WQCB (106.5 FM, "Q-106.5") is a commercial radio station licensed to Brewer, Maine, and serving Bangor and Down East Maine. It airs a country radio format and is owned by Townsquare Media. The studios and offices are on Acme Road in Brewer.

WQCB is a Class C FM station, allowing it higher power and a wider coverage area than most stations in the Northeastern U.S., which are largely Class B. WQCB has an effective radiated power (ERP) of 100,000 watts. The signal stretches from Greenville and Millinocket to the north, down to the Atlantic Ocean. The transmitter is off Foss Hill Road in Garland.
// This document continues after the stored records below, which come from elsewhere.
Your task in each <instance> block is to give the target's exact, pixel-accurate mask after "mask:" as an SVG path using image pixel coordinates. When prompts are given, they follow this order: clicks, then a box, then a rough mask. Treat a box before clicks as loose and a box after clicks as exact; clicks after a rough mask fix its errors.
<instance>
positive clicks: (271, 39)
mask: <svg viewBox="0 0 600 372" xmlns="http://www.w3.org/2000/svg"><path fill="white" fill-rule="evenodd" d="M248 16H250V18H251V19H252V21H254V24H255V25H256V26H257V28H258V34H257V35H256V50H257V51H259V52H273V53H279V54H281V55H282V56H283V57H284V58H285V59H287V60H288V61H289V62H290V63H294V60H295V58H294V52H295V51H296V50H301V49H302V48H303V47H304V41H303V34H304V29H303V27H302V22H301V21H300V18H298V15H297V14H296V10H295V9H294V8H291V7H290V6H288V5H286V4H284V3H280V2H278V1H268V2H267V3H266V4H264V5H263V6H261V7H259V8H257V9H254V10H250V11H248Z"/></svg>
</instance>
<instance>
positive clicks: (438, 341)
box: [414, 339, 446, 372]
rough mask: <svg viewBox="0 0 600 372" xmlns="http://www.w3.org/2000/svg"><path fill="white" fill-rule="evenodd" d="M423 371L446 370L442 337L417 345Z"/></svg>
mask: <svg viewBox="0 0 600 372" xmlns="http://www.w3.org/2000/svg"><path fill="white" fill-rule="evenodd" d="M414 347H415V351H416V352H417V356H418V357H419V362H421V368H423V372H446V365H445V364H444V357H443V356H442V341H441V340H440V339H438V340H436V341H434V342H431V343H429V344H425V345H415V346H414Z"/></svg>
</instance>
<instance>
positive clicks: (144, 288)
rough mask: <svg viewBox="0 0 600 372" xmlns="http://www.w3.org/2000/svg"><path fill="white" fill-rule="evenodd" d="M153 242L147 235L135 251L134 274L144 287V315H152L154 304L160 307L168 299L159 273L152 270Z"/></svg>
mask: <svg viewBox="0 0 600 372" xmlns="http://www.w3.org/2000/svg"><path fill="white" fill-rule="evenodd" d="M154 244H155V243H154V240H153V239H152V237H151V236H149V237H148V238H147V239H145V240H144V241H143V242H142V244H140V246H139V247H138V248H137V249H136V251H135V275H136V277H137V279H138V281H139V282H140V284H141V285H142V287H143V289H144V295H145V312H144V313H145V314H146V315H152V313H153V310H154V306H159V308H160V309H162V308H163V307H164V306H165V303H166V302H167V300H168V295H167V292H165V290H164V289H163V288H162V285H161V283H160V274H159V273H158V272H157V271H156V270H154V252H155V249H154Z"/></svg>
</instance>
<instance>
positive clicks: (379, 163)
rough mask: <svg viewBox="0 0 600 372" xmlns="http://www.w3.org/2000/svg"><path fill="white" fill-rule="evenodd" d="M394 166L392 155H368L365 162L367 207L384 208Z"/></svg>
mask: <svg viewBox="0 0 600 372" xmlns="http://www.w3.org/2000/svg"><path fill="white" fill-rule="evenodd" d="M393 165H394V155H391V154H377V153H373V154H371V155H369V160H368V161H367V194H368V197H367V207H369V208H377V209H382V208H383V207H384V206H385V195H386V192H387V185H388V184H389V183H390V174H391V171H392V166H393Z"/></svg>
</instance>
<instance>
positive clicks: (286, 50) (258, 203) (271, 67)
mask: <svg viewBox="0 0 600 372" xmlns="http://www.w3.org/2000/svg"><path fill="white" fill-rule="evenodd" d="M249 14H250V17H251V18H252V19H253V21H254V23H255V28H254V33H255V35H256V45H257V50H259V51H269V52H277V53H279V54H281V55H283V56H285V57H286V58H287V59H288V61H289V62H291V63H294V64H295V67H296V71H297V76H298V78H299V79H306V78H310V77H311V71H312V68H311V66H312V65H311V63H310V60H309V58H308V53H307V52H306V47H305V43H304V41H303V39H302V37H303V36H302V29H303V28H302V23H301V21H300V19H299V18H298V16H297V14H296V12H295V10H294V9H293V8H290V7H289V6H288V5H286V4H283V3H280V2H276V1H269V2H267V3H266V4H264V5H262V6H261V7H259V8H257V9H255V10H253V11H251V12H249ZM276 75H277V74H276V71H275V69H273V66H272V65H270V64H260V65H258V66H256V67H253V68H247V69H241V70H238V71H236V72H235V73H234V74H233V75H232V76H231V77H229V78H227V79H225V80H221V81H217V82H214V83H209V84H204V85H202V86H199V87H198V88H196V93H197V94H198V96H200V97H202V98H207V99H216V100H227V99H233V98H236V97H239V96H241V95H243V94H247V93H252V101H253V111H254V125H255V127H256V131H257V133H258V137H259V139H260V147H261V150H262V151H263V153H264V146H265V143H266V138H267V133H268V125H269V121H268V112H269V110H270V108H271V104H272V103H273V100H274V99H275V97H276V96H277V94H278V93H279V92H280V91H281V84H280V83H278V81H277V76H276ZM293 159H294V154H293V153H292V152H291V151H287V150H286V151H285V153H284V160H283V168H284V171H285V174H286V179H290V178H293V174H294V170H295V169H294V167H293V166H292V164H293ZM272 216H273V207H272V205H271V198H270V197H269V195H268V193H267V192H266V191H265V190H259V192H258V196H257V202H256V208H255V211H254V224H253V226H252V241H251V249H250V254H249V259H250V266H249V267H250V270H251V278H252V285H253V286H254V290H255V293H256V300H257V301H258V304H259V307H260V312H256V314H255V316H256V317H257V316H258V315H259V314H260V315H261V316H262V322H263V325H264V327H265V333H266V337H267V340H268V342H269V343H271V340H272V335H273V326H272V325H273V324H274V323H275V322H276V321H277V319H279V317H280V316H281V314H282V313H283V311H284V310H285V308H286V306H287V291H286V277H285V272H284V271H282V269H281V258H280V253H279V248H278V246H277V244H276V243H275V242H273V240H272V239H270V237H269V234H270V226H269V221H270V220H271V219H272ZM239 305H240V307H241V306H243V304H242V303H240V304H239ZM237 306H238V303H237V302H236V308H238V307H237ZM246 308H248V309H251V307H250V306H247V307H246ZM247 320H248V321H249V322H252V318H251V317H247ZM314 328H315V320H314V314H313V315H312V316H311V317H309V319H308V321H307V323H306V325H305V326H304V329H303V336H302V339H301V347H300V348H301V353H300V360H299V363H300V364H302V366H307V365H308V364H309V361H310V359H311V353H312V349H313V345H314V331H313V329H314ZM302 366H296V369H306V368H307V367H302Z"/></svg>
This station features local disc jockeys during the daytime hours. After 7 p.m., WQCB carries syndicated country music shows, Taste of Country Nights and CMT After Midnite with Cody Allen. On weekends, it airs American Country Countdown with Kix Brooks, Country Countdown USA with Lon Helton, Country Gold with Rowdy Yates and The Road with Steve Stewart. WQCB's main country competitor is WBFB in Bangor, owned by Blueberry Broadcasting.

==History==
WQCB signed on the air on January 28, 1986. It was owned by Castle Broadcasting with Katherine Dolley as general manager, in an era where it was rare for women to be radio executives. The station has been playing country music throughout its three plus decades on the air.

WQCB disc jockeys, along with local CBS affiliate WABI-TV personalities, regularly participate in the Eastern Maine Pine Tree Camp Ride, a 20-mile snowmobile race to benefit the Pine Tree Society, which helps people in Maine with disabilities.

In 1998, Cumulus Media, one of America's largest radio station owners, bought WQCB and sister station WBZN for $6.4 million. In August 2013, Cumulus decided to leave Maine and sold the radio stations to Townsquare Media.